Le texte sera d'application à partir du 1er août 2012 - donc pas de terme "vin biologique" sur les étiquettes de bouteilles avant cette date. Les vins issus de raisins de la vendange 2011 et qui auront été vinifiés conformément à la réglementation qui vient d'être votée (avec obligation pour le producteur de fournir un relevé de ses pratiques oenologiques à son organisme certificateur) pourront adopter le terme vin biologique et le logo bio de l'UE à partir du 1er août 2012.

2013
AOC Côtes du Rhône
Le cahier des charges autorise l’utilisation de 21 cépages différents pour vinifier des vins rouges, rosés ou blancs tout en préservant la dominance du cépage grenache N notamment dans la partie méridionale de la zone géographique.

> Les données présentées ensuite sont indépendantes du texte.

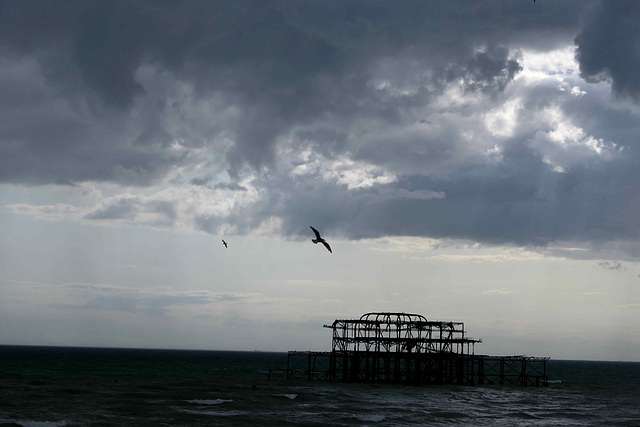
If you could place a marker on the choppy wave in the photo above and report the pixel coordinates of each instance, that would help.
(42, 388)
(209, 401)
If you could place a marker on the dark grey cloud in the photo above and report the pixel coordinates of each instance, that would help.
(608, 46)
(281, 65)
(137, 93)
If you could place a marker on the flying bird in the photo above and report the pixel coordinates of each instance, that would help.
(319, 239)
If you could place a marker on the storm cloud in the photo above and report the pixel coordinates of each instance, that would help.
(487, 121)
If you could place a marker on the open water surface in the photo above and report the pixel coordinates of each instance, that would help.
(57, 386)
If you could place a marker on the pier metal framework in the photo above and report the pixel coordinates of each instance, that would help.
(408, 348)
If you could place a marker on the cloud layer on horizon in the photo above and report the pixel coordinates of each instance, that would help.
(504, 123)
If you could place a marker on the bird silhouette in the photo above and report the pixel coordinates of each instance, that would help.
(319, 239)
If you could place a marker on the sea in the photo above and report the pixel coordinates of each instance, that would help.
(68, 386)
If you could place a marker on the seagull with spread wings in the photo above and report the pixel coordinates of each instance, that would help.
(319, 239)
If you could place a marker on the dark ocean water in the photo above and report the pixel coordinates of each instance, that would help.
(53, 386)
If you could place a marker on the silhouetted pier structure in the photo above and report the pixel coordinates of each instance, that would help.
(408, 348)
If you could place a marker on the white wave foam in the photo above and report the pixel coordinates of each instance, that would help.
(209, 401)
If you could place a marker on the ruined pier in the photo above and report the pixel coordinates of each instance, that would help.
(408, 348)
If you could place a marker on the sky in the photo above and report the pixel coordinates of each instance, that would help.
(470, 161)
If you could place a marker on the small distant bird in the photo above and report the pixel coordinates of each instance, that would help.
(319, 239)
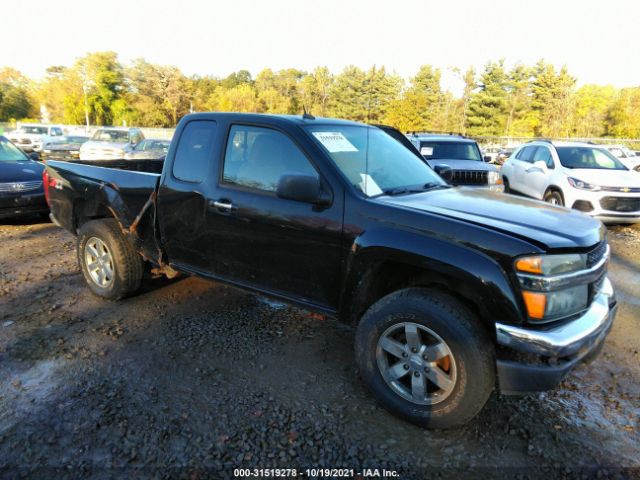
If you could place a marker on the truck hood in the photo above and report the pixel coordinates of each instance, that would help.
(463, 164)
(27, 171)
(605, 178)
(64, 146)
(537, 222)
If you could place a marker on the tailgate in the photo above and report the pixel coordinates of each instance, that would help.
(77, 190)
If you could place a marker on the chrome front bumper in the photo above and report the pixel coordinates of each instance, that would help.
(568, 339)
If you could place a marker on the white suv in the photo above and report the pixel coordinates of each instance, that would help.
(583, 176)
(30, 137)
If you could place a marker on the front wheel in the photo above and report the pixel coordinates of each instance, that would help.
(426, 357)
(110, 265)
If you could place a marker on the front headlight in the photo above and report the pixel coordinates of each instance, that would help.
(561, 303)
(579, 184)
(553, 304)
(549, 265)
(494, 178)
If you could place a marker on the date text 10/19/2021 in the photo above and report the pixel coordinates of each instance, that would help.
(314, 473)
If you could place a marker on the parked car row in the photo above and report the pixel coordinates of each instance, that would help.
(583, 176)
(30, 137)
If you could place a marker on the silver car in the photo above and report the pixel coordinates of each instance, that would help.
(148, 149)
(110, 143)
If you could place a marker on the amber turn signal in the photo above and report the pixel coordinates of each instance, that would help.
(536, 303)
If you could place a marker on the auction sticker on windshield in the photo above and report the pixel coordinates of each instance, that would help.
(428, 151)
(335, 142)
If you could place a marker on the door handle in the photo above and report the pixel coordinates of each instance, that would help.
(225, 205)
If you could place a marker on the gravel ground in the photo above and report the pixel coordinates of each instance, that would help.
(192, 379)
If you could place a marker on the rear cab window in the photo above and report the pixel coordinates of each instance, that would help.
(194, 155)
(256, 158)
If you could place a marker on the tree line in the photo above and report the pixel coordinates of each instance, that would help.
(523, 100)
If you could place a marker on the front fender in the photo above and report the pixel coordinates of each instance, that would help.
(466, 272)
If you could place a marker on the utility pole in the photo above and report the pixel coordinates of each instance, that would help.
(84, 92)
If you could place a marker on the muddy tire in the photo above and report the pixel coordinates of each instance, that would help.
(111, 267)
(426, 357)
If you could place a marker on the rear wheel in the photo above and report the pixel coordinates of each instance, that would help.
(426, 357)
(110, 265)
(554, 198)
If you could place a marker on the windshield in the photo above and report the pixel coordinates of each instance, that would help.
(589, 158)
(10, 153)
(371, 160)
(119, 136)
(32, 130)
(433, 150)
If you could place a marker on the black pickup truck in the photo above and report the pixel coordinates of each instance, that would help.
(455, 292)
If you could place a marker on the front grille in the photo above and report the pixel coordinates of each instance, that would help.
(620, 204)
(470, 177)
(595, 255)
(15, 187)
(594, 288)
(61, 155)
(622, 189)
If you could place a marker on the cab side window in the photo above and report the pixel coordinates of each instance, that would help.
(543, 154)
(257, 157)
(195, 151)
(526, 154)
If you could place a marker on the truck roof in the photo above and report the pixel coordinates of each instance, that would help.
(294, 119)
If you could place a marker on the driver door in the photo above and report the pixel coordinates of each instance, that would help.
(272, 244)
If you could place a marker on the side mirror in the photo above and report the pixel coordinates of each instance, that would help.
(445, 172)
(302, 188)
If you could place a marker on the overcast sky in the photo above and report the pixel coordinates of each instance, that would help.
(599, 41)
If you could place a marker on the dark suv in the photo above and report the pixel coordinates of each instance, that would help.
(462, 155)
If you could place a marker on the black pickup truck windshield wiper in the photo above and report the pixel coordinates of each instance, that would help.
(434, 185)
(413, 189)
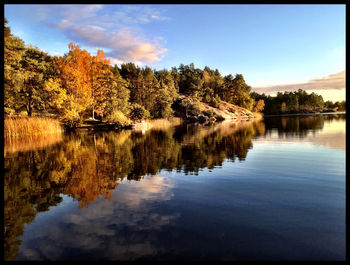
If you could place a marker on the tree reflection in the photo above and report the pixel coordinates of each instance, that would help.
(86, 166)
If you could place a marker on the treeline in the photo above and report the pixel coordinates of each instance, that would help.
(78, 85)
(297, 102)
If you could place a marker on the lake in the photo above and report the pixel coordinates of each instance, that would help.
(266, 190)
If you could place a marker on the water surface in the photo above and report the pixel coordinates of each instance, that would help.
(268, 190)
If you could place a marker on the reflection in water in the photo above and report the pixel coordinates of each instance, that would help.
(85, 166)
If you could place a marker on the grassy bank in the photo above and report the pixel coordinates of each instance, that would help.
(31, 126)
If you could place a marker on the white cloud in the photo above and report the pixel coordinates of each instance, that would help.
(117, 32)
(330, 82)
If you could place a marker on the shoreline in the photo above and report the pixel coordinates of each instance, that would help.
(300, 114)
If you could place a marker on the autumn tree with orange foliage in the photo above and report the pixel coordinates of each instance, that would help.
(75, 75)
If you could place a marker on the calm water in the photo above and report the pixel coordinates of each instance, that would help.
(269, 190)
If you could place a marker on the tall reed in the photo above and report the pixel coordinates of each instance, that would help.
(163, 124)
(31, 126)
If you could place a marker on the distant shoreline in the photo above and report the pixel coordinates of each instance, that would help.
(311, 113)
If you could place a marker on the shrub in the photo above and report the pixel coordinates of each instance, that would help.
(117, 116)
(138, 112)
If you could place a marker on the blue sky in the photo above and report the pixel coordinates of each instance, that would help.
(275, 47)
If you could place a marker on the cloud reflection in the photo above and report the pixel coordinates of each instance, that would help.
(123, 227)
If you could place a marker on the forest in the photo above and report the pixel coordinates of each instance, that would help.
(78, 86)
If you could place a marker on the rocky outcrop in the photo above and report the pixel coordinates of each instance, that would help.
(192, 110)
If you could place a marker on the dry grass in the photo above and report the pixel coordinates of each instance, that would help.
(28, 143)
(258, 115)
(163, 124)
(31, 127)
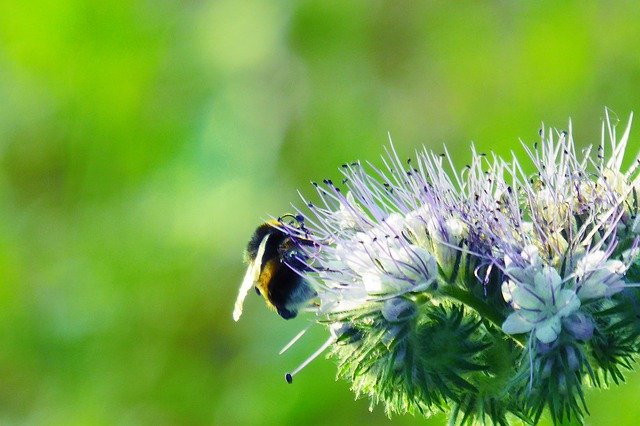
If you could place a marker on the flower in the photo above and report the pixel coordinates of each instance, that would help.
(539, 300)
(489, 291)
(598, 277)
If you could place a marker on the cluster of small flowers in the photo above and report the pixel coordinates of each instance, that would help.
(489, 292)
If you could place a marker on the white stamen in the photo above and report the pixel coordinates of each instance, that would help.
(330, 341)
(295, 339)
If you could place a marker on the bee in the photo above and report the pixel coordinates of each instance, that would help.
(273, 258)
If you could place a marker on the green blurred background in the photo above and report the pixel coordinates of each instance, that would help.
(141, 142)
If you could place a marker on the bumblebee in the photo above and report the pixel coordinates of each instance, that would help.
(273, 258)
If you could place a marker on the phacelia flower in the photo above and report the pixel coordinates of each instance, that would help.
(491, 292)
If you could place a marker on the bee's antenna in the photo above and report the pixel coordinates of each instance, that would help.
(289, 376)
(296, 217)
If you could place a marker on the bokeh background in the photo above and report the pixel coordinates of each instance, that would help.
(142, 141)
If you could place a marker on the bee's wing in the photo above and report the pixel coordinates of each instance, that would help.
(250, 279)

Vendanges 2013 : récolte en baisse de 17 % sur l'AOP Côtes du Rhône régionale
(1,210 millions d'hectolitres en AOP Côtes du Rhône contre 1,4 Mhl en 2012)

2015
Les vendanges ont débuté fin août 2015 dans la Vallée du Rhône, avec une à deux semaines d’avance sur le calendrier.

2016

Les producteurs de Côtes-du-Rhône village Cairanne viennent d'obtenir leur passage en AOC. Les deux vins produits, en « AOC Cairanne » rouge ou blanc, issus du millésime 2015, pourront être mis sur le marché dès 2016.

2018
Les vignerons de Vaucluse devraient débuter les vendanges le 3 septembre ; d'abord en blanc puis en rouge. Après un printemps humide et un mois de juillet caniculaire, l'institut rhodanien estime que les conditions sont propices pour un "joli millésime" des Côtes-du-Rhône.

Après plusieurs années d'expérimentation, l'Institut national de l'origine et de la qualité a donné son feu vert : les viticulteurs bénéficiant d'appellations d'origine, partout en France, peuvent maintenant utiliser des filets anti-grêle pour préserver les vignes et éviter les pertes.